Here both streams converge to flow out underneath the wall.”

       “Miraculous!” they marvelled.

       Now another hill barred their way and they no longer had any sense of direction; but Jia Zhen laughingly made them follow him, and as soon as they rounded the foot of the hill they found themselves on a smooth highway not far from the main entrance.

       “How diverting,” they said. “Really most ingenious.”

       And so they left the garden.

       Baoyu was longing to get back to the girls, but receiving no dismissal from his father he had to follow him to the library. Now Jia Zheng suddenly remembered his presence.

       “Why are you still here?” he demanded. “Haven’t you had enough of wandering around? The old lady will be worrying about you. She’s wasting her love on you. Off you go, quick.”

       Then at last Baoyu could withdraw. What followed is recorded in the next chapter.

 

 

Chapter 18

 

Yuanchun Visits Her Parents

on the Feast of Lanterns

Daiyu Helps Her True Love

by Passing Him a Poem

 

 

       As soon as Baoyu was out of the courtyard, the pages who attended Jia Zheng stepped forward to throw their arms around his waist.

       They said, “It’s lucky for you that the master was in such a good mood today. The old lady sent several times to ask how things were, and you should thank us for telling her he looked pleased. Otherwise she’d have sent for you and you wouldn’t have had this chance to shine. Everybody said your poems were the best. “Today’s your lucky day, so give us a tip.”

       “You shall each have a string of cash,” he promised them.

       “Who hasn’t seen a string of cash?” cried one. “Give me your pouch.”

       Swarming round without so much as a “by your leave,” they stripped him of his scented pouch, fan-sheath and other pendants.

       “Now let’s see him back!” they cried.

       With one of them carrying him, the others in a troop escorted him along to the outer courtyard of the Lady Dowager’s apartments.

       Since she had sent several times to see how her grandson was faring, she was naturally pleased when her nannies and maids brought him in, none the worse for his experience.

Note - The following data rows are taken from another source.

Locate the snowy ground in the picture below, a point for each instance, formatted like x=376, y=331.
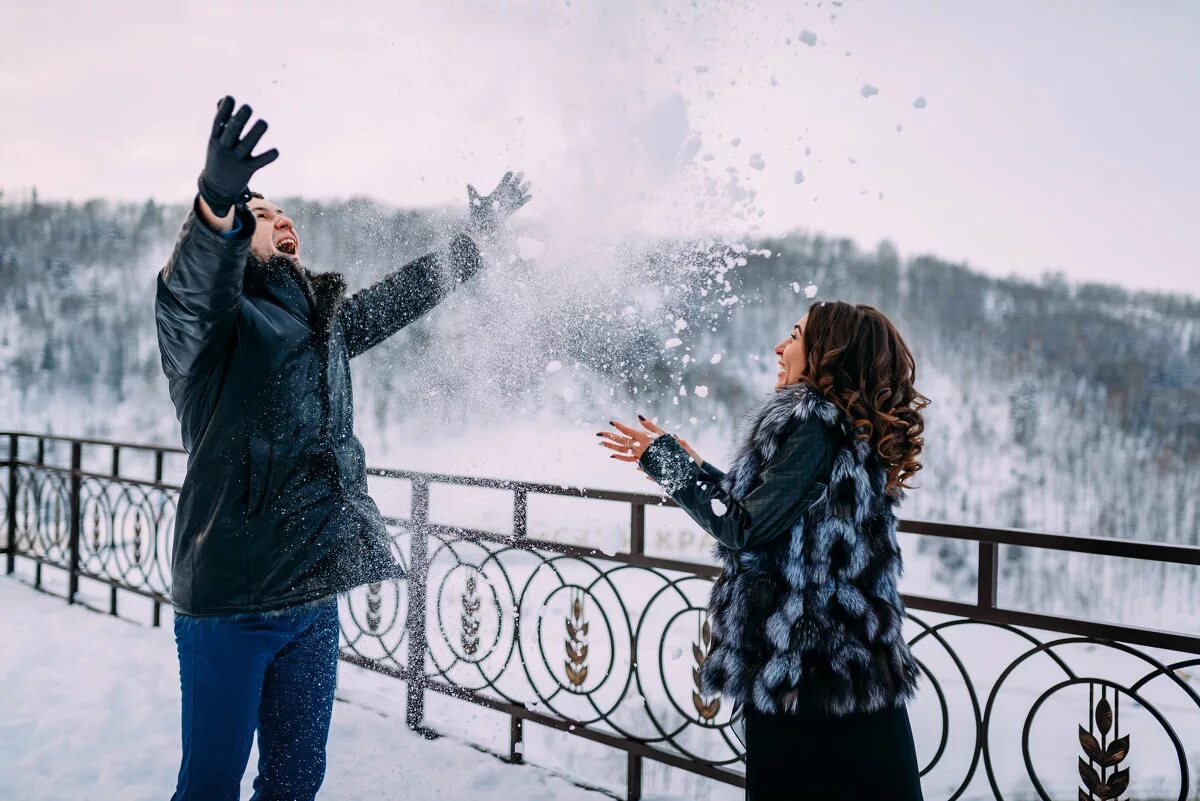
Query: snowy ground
x=90, y=710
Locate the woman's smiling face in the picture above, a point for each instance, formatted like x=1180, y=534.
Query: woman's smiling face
x=791, y=355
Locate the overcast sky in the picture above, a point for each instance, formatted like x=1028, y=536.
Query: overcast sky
x=1055, y=136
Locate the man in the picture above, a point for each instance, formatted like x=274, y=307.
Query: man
x=274, y=518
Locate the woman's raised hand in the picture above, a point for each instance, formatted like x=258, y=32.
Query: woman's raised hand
x=629, y=443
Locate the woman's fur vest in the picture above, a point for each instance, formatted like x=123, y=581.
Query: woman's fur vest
x=813, y=621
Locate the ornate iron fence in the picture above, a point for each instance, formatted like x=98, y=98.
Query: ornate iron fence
x=607, y=644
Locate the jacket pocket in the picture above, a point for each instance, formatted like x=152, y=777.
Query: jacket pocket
x=259, y=476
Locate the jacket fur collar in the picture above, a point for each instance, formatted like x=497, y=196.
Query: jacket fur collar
x=767, y=427
x=324, y=290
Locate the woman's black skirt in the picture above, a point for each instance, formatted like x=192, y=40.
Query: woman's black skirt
x=808, y=757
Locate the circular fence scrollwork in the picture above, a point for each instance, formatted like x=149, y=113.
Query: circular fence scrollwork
x=1051, y=720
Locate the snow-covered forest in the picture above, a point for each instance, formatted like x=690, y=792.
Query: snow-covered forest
x=1057, y=407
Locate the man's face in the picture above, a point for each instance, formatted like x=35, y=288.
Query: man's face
x=274, y=234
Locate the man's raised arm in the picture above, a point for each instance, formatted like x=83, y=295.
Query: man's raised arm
x=372, y=314
x=199, y=289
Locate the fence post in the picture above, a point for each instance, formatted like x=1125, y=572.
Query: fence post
x=989, y=574
x=76, y=515
x=11, y=543
x=516, y=740
x=418, y=576
x=634, y=778
x=636, y=529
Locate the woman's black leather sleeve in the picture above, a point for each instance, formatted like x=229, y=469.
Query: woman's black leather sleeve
x=777, y=498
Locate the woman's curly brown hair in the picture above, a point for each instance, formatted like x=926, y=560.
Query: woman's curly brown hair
x=857, y=360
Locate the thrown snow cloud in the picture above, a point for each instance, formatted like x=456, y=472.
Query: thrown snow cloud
x=529, y=248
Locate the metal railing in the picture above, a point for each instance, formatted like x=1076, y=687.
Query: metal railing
x=607, y=645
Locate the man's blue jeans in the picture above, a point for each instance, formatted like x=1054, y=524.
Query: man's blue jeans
x=273, y=673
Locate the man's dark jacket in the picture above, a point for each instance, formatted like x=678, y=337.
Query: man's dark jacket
x=274, y=510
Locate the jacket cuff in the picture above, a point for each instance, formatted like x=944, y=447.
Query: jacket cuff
x=667, y=463
x=463, y=258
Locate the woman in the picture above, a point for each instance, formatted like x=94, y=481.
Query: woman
x=807, y=616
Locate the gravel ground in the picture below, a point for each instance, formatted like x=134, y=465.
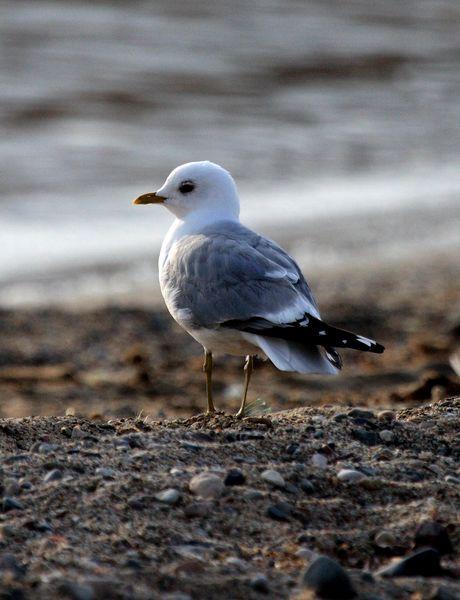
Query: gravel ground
x=114, y=509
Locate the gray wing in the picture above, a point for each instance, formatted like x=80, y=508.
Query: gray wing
x=228, y=272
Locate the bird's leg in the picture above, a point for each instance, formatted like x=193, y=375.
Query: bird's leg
x=248, y=369
x=207, y=368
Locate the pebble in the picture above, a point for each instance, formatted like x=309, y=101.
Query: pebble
x=273, y=477
x=252, y=494
x=206, y=485
x=383, y=454
x=339, y=417
x=105, y=472
x=78, y=433
x=351, y=476
x=234, y=477
x=306, y=554
x=11, y=504
x=307, y=486
x=12, y=487
x=360, y=413
x=197, y=509
x=46, y=448
x=237, y=563
x=281, y=511
x=260, y=583
x=76, y=591
x=452, y=479
x=8, y=562
x=434, y=535
x=319, y=461
x=424, y=563
x=386, y=435
x=370, y=438
x=385, y=539
x=53, y=475
x=328, y=579
x=386, y=415
x=168, y=496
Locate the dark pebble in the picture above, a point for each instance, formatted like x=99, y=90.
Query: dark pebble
x=424, y=562
x=54, y=475
x=292, y=449
x=8, y=562
x=259, y=583
x=340, y=417
x=434, y=535
x=281, y=511
x=370, y=438
x=328, y=579
x=361, y=413
x=40, y=526
x=11, y=504
x=234, y=477
x=442, y=593
x=307, y=486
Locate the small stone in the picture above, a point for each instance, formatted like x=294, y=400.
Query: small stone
x=45, y=448
x=78, y=433
x=197, y=509
x=105, y=472
x=236, y=563
x=339, y=417
x=452, y=479
x=386, y=415
x=234, y=477
x=383, y=454
x=8, y=562
x=307, y=486
x=53, y=475
x=319, y=461
x=442, y=593
x=206, y=485
x=11, y=504
x=281, y=511
x=328, y=579
x=360, y=413
x=273, y=477
x=75, y=591
x=306, y=554
x=369, y=438
x=12, y=487
x=259, y=583
x=424, y=563
x=386, y=435
x=385, y=539
x=434, y=535
x=351, y=476
x=168, y=496
x=251, y=495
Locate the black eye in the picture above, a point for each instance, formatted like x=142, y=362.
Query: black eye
x=186, y=187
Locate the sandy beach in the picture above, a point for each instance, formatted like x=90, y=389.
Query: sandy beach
x=98, y=499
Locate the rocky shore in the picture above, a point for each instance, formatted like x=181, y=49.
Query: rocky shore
x=215, y=507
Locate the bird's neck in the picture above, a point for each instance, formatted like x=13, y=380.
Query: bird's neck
x=193, y=223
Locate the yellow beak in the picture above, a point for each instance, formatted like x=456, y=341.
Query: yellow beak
x=150, y=198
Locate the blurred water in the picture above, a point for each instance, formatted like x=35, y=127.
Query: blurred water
x=317, y=108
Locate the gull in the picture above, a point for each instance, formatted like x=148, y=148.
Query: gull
x=235, y=291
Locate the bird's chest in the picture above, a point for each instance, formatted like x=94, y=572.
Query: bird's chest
x=180, y=287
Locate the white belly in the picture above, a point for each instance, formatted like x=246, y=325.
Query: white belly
x=226, y=342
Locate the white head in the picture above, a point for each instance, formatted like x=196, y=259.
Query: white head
x=198, y=187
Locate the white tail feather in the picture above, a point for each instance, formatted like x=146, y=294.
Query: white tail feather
x=293, y=356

       When presently Xiren handed him tea she noticed that not one of his pendants was left. “So those shameless wretches have taken all your things again,” she remarked with a smile.

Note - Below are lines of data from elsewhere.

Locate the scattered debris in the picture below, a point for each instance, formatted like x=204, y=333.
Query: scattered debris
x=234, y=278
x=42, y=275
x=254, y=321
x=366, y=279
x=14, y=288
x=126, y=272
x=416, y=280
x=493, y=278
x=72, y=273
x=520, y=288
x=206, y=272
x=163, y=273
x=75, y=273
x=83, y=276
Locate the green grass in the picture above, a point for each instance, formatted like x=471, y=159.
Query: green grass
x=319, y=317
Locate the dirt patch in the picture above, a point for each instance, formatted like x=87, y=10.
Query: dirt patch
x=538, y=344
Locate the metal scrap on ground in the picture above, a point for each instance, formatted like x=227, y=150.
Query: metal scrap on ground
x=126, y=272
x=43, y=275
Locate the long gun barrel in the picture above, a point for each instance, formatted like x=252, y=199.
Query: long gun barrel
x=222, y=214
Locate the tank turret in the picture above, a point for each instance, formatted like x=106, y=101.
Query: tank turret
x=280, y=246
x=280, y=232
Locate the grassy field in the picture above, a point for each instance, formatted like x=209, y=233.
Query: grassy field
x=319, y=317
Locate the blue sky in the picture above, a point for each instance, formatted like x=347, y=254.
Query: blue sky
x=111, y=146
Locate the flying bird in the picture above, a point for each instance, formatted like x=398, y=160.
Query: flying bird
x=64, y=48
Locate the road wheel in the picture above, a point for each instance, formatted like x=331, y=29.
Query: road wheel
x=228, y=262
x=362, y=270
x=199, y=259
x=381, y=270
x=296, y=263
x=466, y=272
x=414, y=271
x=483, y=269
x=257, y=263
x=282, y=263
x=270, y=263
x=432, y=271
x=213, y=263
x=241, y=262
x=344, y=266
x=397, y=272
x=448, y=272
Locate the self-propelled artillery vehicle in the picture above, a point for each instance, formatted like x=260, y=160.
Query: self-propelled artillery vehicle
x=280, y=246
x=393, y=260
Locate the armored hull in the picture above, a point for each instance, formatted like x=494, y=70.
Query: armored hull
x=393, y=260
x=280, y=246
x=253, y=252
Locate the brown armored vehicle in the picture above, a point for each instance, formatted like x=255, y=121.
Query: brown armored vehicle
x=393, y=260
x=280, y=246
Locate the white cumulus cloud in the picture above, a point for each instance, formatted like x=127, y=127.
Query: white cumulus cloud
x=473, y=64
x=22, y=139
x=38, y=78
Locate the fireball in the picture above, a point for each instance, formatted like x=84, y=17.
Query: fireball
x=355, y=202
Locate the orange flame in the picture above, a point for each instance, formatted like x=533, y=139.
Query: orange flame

       Daiyu came over to see if this was true. Sure enough, all his trinkets had gone.

       “So you’ve given them that pouch I made you too!” she remarked. “All right, that’s the last thing you’ll ever get from me.”

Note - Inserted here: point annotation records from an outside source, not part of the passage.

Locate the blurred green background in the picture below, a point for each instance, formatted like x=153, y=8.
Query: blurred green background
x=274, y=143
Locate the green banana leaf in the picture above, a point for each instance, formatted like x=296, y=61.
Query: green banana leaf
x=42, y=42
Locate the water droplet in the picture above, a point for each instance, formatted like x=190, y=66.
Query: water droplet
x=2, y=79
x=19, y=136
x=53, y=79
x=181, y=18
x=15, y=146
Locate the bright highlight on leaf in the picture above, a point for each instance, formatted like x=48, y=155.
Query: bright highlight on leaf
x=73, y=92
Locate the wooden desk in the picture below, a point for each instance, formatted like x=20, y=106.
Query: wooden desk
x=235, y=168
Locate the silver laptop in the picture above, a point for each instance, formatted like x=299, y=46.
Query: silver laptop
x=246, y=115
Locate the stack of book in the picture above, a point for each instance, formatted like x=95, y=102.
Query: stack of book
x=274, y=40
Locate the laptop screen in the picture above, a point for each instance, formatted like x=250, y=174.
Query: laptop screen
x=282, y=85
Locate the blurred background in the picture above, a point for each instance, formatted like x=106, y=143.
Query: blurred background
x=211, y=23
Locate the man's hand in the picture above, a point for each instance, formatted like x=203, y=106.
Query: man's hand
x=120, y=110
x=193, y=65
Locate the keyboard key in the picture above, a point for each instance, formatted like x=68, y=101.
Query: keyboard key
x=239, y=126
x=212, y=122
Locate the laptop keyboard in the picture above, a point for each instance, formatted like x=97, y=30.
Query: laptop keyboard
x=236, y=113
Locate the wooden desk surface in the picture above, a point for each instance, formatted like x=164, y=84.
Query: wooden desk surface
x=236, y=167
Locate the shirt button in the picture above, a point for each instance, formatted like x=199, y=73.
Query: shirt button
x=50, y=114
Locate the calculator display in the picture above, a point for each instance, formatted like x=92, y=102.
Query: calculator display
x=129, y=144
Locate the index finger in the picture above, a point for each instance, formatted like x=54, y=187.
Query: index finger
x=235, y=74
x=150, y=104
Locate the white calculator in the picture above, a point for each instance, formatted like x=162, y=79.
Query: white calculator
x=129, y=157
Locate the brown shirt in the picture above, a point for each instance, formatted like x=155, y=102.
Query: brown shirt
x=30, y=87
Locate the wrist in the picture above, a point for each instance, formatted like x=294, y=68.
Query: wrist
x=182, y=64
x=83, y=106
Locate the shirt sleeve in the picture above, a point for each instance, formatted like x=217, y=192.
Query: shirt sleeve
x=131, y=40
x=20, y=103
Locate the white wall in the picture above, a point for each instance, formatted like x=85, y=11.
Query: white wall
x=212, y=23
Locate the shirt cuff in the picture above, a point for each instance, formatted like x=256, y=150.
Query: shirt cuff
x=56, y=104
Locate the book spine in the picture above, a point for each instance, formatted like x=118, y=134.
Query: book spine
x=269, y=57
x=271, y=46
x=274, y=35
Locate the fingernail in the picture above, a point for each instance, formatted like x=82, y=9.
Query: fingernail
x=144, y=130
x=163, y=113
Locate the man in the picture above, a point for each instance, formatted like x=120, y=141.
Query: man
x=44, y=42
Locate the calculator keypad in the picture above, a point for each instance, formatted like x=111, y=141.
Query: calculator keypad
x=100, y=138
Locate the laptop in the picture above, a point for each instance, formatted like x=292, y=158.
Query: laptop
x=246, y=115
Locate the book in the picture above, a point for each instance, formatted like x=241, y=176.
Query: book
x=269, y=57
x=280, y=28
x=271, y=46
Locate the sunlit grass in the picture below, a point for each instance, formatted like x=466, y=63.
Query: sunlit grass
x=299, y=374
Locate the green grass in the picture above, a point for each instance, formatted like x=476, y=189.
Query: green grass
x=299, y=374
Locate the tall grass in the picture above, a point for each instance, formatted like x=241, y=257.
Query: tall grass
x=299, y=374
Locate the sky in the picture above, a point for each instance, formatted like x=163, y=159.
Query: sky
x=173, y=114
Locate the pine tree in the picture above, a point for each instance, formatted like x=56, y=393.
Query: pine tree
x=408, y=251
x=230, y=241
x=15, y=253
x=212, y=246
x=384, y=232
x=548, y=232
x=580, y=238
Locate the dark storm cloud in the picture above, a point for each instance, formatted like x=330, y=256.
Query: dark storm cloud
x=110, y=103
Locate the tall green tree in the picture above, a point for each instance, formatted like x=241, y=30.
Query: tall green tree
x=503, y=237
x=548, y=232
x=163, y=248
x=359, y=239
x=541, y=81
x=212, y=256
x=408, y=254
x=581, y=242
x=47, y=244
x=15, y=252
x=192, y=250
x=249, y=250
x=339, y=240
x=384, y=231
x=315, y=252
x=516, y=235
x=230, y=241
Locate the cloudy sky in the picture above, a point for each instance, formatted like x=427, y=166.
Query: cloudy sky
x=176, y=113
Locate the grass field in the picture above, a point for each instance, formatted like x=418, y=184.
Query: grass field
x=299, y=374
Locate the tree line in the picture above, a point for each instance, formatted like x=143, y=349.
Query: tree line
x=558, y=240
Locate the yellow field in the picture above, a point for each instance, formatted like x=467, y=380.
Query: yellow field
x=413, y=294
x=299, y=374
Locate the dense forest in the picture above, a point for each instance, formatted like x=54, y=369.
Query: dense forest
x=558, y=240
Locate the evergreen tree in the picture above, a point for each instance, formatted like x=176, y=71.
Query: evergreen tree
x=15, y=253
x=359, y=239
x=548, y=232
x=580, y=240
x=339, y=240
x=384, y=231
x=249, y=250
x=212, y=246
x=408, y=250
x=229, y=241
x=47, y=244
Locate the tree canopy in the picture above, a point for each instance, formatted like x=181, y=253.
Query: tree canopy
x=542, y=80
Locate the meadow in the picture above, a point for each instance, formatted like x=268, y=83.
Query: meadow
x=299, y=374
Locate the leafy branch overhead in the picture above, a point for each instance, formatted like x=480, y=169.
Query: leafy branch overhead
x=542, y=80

       Going crossly back to her own room, she took her scissors and started cutting up the sachet she had been making for him at Baoyu’s own request.

       Baoyu, seeing that she was angry, knew that something was up and hurried after her. Too late. Although the sachet had not been finished, the embroidery on it was very fine and she had put a lot of work into it, so he was annoyed to see it spoilt for no reason. Quickly undoing his collar, he pulled out the pouch he was wearing over his red tunic.

       “Look, what’s this?” he asked, showing it to her. “When have I ever given anything of yours to someone else?”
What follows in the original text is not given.